At one point I slept in my bed for months and I couldn’t recognize myself in the mirror. People would try to drag me out of the bed do whatever they could to motivate me out of bed offer me money, offer me punishment. Pep talks. Screaming at me. I even got really sick at one point and just let myself stay sick. Self neglect. I didn’t want to be that way it just was what it was. I was like mentally not right.
I tried a lot of shit to like appease my problems, the good the bad the ugly and when I realized nothing would work it had gotten to such a point I was so desperate to find normalcy again I was so close to the brink of just losing that battle to mental illness that I would do and try anything. I had truly lost all hope and, I felt incapable of getting better. But it was the desperation that allowed me to go through with accepting the help, despite being unsure it would work.

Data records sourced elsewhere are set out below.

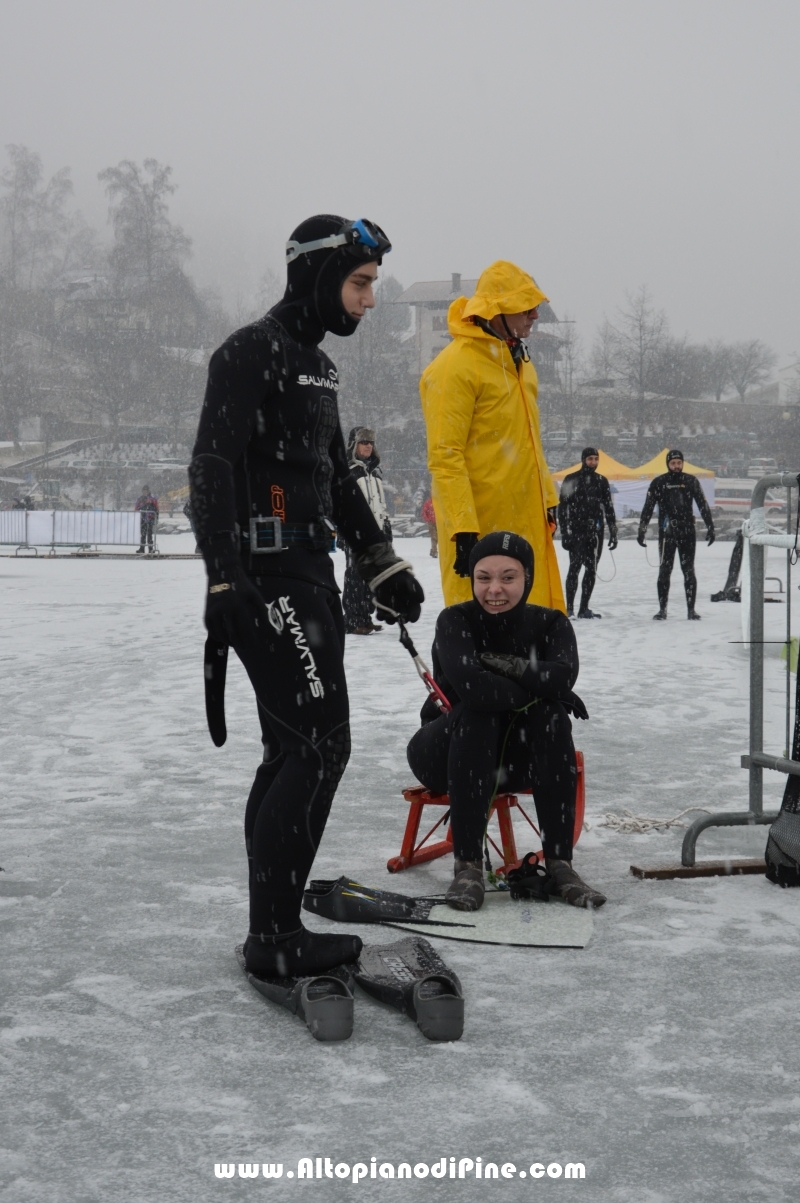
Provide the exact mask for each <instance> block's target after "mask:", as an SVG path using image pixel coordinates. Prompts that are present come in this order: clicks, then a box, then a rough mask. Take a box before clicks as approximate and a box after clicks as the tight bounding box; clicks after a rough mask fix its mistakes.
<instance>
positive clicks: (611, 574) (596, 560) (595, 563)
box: [594, 547, 617, 585]
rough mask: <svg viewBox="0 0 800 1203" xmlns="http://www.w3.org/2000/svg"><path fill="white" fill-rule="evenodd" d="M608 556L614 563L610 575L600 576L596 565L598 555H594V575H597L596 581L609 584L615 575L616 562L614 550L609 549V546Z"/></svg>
mask: <svg viewBox="0 0 800 1203" xmlns="http://www.w3.org/2000/svg"><path fill="white" fill-rule="evenodd" d="M609 556H610V557H611V563H612V564H614V571H612V573H611V575H610V576H600V574H599V571H598V567H597V565H598V561H599V558H600V557H599V556H595V557H594V575H595V576H597V579H598V581H600V582H602V583H603V585H610V583H611V581H612V580H614V577H615V576H616V575H617V562H616V559H615V558H614V552H612V551H611V549H610V547H609Z"/></svg>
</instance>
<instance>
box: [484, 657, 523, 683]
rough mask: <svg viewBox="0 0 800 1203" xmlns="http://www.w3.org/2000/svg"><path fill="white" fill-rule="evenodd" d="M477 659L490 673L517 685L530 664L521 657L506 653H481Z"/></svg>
mask: <svg viewBox="0 0 800 1203" xmlns="http://www.w3.org/2000/svg"><path fill="white" fill-rule="evenodd" d="M479 658H480V662H481V664H482V665H484V668H485V669H488V671H490V672H497V675H498V676H506V677H508V678H509V681H516V683H517V685H521V683H522V677H523V676H525V671H526V669H527V668H528V665H529V663H531V662H529V660H526V659H525V657H523V656H510V654H509V653H508V652H481V653H480V657H479Z"/></svg>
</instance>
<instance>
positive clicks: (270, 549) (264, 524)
mask: <svg viewBox="0 0 800 1203" xmlns="http://www.w3.org/2000/svg"><path fill="white" fill-rule="evenodd" d="M265 527H272V537H273V539H274V543H273V545H272V547H259V531H260V529H263V528H265ZM283 550H284V545H283V543H282V539H280V518H279V517H271V518H263V517H261V516H260V515H259V517H257V518H250V555H251V556H271V555H272V553H273V552H275V551H283Z"/></svg>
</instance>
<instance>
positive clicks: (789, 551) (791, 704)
mask: <svg viewBox="0 0 800 1203" xmlns="http://www.w3.org/2000/svg"><path fill="white" fill-rule="evenodd" d="M786 533H787V534H792V490H790V488H788V487H787V491H786ZM786 754H787V757H790V755H792V551H790V550H789V549H787V553H786Z"/></svg>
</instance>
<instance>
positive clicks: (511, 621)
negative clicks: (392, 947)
mask: <svg viewBox="0 0 800 1203" xmlns="http://www.w3.org/2000/svg"><path fill="white" fill-rule="evenodd" d="M533 568H534V564H533V549H532V547H531V544H529V543H528V541H527V539H523V538H522V537H521V535H518V534H514V533H512V532H510V531H494V532H492V533H491V534H487V535H485V537H484V538H482V539H480V540H479V541H478V544H475V546H474V547H473V550H472V552H470V557H469V571H470V576H472V583H473V600H472V602H462V603H460V604H457V605H452V606H449V608H448V609H446V610H443V611H442V614H440V615H439V617H438V620H437V628H435V640H434V644H433V676H434V680H435V681H437V683H438V685H439V687H440V689H442V691H443V693H444V694H445V697H446V698H448V700H449V701H450V704H451V705H452V710H451V712H450V713H446V715H442V713H439V711H438V710H437V709H435V705H434V704H433V701H432V700H431V699H428V700H427V701H426V704H425V706H423V707H422V713H421V718H422V727H421V728H420V730H419V731H416V734H415V735H414V736H413V737H411V741H410V743H409V746H408V763H409V765H410V766H411V771H413V772H414V775H415V776H416V778H417V780H419V781H420V782H422V784H423V786H425V787H426V788H427V789H431V790H434V792H435V793H439V794H449V795H450V823H451V830H452V847H454V859H455V878H454V882H452V884H451V887H450V889H449V890H448V894H446V901H448V902H449V903H450V906H452V907H454V908H455V909H460V911H476V909H478V908H479V907H480V906H481V903H482V901H484V873H482V867H481V854H482V847H484V838H485V832H486V819H487V816H488V811H490V806H491V801H492V798H493V796H494V794H496V793H498V792H500V790H515V789H533V795H534V801H535V807H537V813H538V816H539V822H540V826H541V843H543V849H544V854H545V867H546V869H547V872H549V875H550V876H551V878H552V882H553V887H555V889H556V891H557V893H558V894H559V895H561V896H562V897H564V899H565V900H567V901H568V902H570V903H571V905H573V906H582V907H587V906H602V905H603V902H605V897H604V896H603V894H599V893H598V891H597V890H593V889H592V888H591V887H588V885H587V884H586V883H585V882H583V881H581V878H580V877H579V876H577V873H576V872H575V870H574V869H573V867H571V859H573V832H574V826H575V787H576V772H577V770H576V764H575V747H574V745H573V736H571V724H570V721H569V713H568V711H571V712H573V713H574V715H576V716H577V717H580V718H588V715H587V712H586V707H585V706H583V703H582V701H581V699H580V698H579V697H577V694H575V693H573V686H574V685H575V680H576V677H577V666H579V664H577V644H576V641H575V632H574V630H573V627H571V624H570V622H569V621H568V618H567V617H565V616H564V615H563V614H562V612H561V611H559V610H550V609H546V608H544V606H538V605H527V598H528V593H529V592H531V586H532V583H533Z"/></svg>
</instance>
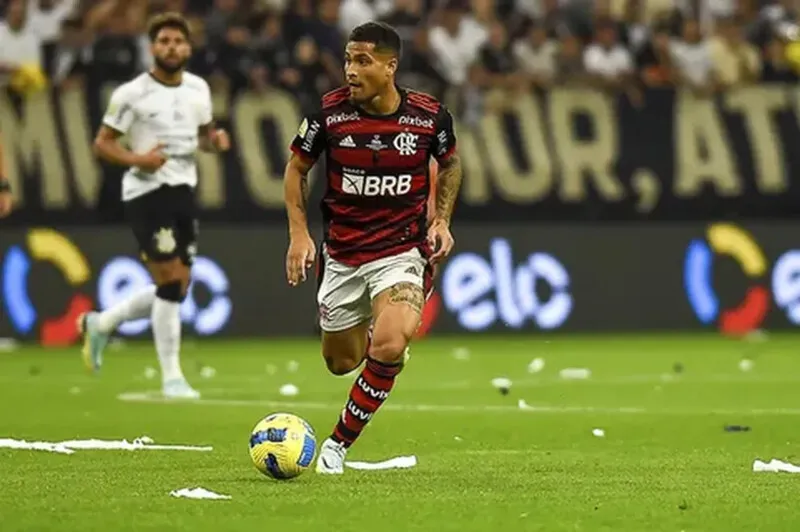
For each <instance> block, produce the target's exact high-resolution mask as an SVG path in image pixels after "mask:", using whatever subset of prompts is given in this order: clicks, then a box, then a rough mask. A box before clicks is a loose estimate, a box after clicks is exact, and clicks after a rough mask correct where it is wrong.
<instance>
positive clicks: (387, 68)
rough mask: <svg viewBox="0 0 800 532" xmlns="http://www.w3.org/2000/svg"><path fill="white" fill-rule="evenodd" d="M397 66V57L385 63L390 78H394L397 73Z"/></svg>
mask: <svg viewBox="0 0 800 532" xmlns="http://www.w3.org/2000/svg"><path fill="white" fill-rule="evenodd" d="M397 64H398V61H397V57H392V58H391V59H389V61H387V62H386V68H387V70H388V71H389V75H390V76H394V75H395V74H396V73H397Z"/></svg>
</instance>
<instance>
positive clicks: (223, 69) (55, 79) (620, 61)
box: [0, 0, 800, 117]
mask: <svg viewBox="0 0 800 532" xmlns="http://www.w3.org/2000/svg"><path fill="white" fill-rule="evenodd" d="M798 4H800V1H798V0H6V1H5V5H4V6H3V20H2V22H1V23H0V75H1V76H2V77H3V79H6V80H10V82H12V88H13V81H14V79H15V78H14V74H15V72H17V71H20V69H23V68H24V69H28V70H29V71H30V70H31V69H41V72H42V74H43V76H44V78H45V79H48V80H49V82H50V83H51V84H54V85H65V84H66V85H68V84H74V83H81V82H84V81H86V80H89V81H93V80H94V81H106V80H110V81H117V80H119V81H122V80H127V79H129V78H131V77H133V76H135V75H136V74H137V73H138V72H141V71H142V70H144V69H146V68H148V67H149V66H150V60H151V59H150V57H149V53H148V44H149V43H148V42H147V38H146V37H145V36H144V30H145V26H146V20H147V18H148V16H149V15H151V14H153V13H157V12H162V11H178V12H181V13H184V14H185V15H186V16H187V18H188V19H189V20H190V21H191V25H192V30H193V41H194V50H195V53H194V56H193V59H192V62H191V65H190V69H191V70H192V71H193V72H195V73H197V74H199V75H202V76H204V77H206V78H207V79H209V81H210V82H212V84H215V85H226V86H228V87H230V88H231V89H232V90H239V89H243V88H250V89H253V90H256V91H261V90H265V89H266V88H268V87H281V88H283V89H286V90H289V91H291V92H292V93H293V94H295V95H296V96H297V98H298V100H299V102H300V105H301V107H302V108H303V109H304V110H306V109H309V108H312V107H314V106H315V105H316V104H317V102H318V99H319V96H320V94H321V93H323V92H325V91H327V90H329V89H331V88H333V87H335V86H336V85H337V84H339V83H341V81H342V59H341V55H342V50H343V47H344V42H345V40H346V38H347V34H348V33H349V31H350V30H352V29H353V28H354V27H355V26H357V25H358V24H361V23H363V22H366V21H369V20H382V21H385V22H387V23H389V24H391V25H392V26H394V27H395V28H397V30H398V31H399V33H400V35H401V37H402V38H403V41H404V55H403V58H402V65H401V74H400V83H401V84H404V85H408V86H412V87H414V88H417V89H419V90H423V91H426V92H430V93H432V94H434V95H436V96H438V97H440V98H445V99H447V101H448V102H452V101H456V102H458V104H459V105H458V106H457V107H458V108H459V109H460V110H461V111H460V112H462V113H464V114H465V115H467V117H469V116H479V114H480V112H482V111H484V110H485V109H486V108H487V106H492V105H503V102H507V101H509V100H510V98H508V97H507V96H508V93H509V91H510V92H515V91H526V90H531V89H533V88H536V87H548V86H552V85H554V84H574V83H579V84H592V85H594V86H598V87H602V88H604V89H607V90H615V91H616V90H618V91H622V92H624V93H626V94H627V95H628V96H629V97H630V98H631V101H632V102H633V103H634V104H636V103H637V102H639V101H640V100H641V98H642V90H641V89H642V88H643V87H645V86H654V87H661V86H683V87H688V88H691V89H692V90H694V91H697V92H698V93H699V94H712V93H714V92H715V91H719V90H724V89H726V88H729V87H733V86H737V85H742V84H747V83H752V82H754V81H759V80H776V81H795V80H796V79H797V78H798V59H799V57H798V56H799V55H800V54H798V50H797V49H796V48H794V46H795V45H796V44H797V42H796V40H797V39H796V37H797V36H796V33H797V32H796V26H795V25H794V22H795V20H796V18H797V15H798ZM498 95H499V96H498ZM493 96H494V97H493ZM451 105H452V104H451Z"/></svg>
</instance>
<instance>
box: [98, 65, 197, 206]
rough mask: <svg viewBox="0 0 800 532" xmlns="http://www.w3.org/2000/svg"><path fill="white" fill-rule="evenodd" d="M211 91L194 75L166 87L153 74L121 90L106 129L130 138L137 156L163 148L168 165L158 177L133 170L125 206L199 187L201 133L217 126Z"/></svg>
mask: <svg viewBox="0 0 800 532" xmlns="http://www.w3.org/2000/svg"><path fill="white" fill-rule="evenodd" d="M211 120H212V114H211V90H210V89H209V87H208V83H206V81H205V80H204V79H202V78H200V77H198V76H195V75H194V74H190V73H188V72H184V73H183V80H182V81H181V84H180V85H175V86H171V85H165V84H163V83H161V82H160V81H158V80H156V79H155V78H154V77H153V76H152V75H150V74H142V75H140V76H138V77H137V78H135V79H133V80H131V81H129V82H128V83H125V84H123V85H120V86H119V87H118V88H117V89H116V90H115V91H114V93H113V94H112V95H111V102H110V103H109V105H108V110H107V111H106V114H105V116H104V117H103V124H105V125H106V126H108V127H110V128H111V129H114V130H116V131H118V132H120V133H122V134H123V135H127V136H128V143H129V144H130V148H131V151H133V152H134V153H147V152H148V151H150V150H151V149H153V148H154V147H155V146H156V145H157V144H159V143H161V144H163V145H164V147H163V148H162V152H163V153H164V155H166V156H167V162H166V163H164V165H163V166H162V167H161V168H159V169H158V171H156V172H154V173H147V172H144V171H142V170H140V169H138V168H130V169H128V171H127V172H126V173H125V176H124V177H123V178H122V200H123V201H128V200H132V199H134V198H138V197H139V196H142V195H144V194H147V193H148V192H151V191H153V190H156V189H157V188H159V187H161V186H162V185H169V186H177V185H189V186H190V187H195V186H196V185H197V165H196V162H195V156H196V152H197V147H198V131H197V130H198V128H199V127H200V126H205V125H208V124H210V123H211Z"/></svg>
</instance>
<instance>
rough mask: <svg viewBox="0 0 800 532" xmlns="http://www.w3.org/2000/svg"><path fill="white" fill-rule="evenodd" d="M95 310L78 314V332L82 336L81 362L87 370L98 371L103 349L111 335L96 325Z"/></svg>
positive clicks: (77, 324)
mask: <svg viewBox="0 0 800 532" xmlns="http://www.w3.org/2000/svg"><path fill="white" fill-rule="evenodd" d="M98 315H99V314H98V313H97V312H85V313H83V314H81V315H80V316H78V323H77V327H78V332H79V333H80V334H81V335H82V336H83V349H82V351H81V354H82V355H83V364H84V365H85V366H86V369H88V370H89V371H95V372H97V371H100V366H102V365H103V349H105V348H106V345H108V341H109V339H110V338H111V336H110V335H109V334H107V333H104V332H101V331H100V328H99V327H98V326H97V316H98Z"/></svg>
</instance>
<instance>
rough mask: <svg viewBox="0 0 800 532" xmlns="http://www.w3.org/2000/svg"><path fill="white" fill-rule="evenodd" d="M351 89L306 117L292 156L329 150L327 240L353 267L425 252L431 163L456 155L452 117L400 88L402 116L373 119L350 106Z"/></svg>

When I first started feeling the positive effects of my medication, I remember going for a walk with my family. And I looked around at the trees and the sunny park and I just was like “hm, I never noticed any of this before.” And had for the first time an appreciation for the blue sky, the sun, the feeing of the breeze, the sound and the visual aspect of the wind and sun moving through the leaves of the trees. And I felt a feeling that I had never felt before. I don’t know what that feeling was but I think now I understand it simply to be, happiness.
Eventually I was able to smile more, and people started to say I seemed more like my old self, years into the recovery process. I was like miserable fuck and then I became less miserable fuck. And more functional thanhowni was at my worst point.
and let’s not forget that lovely eating disorder I had majority of my childhood that nearly killed me from heart failure. That was a really fun one. Oh yes. So fun.
So yeah... I didn’t like choose these things or want these things. And by asking what’s wrong, I’m not insinuating I want there to be a problem where there is none.
imtruing to take inventory to gain over sight to where things could be improved with work and effort for my ultimate well being
What's wrong with you is the need to find something wrong.
It's a fixation you turn towards everything, not just yourself.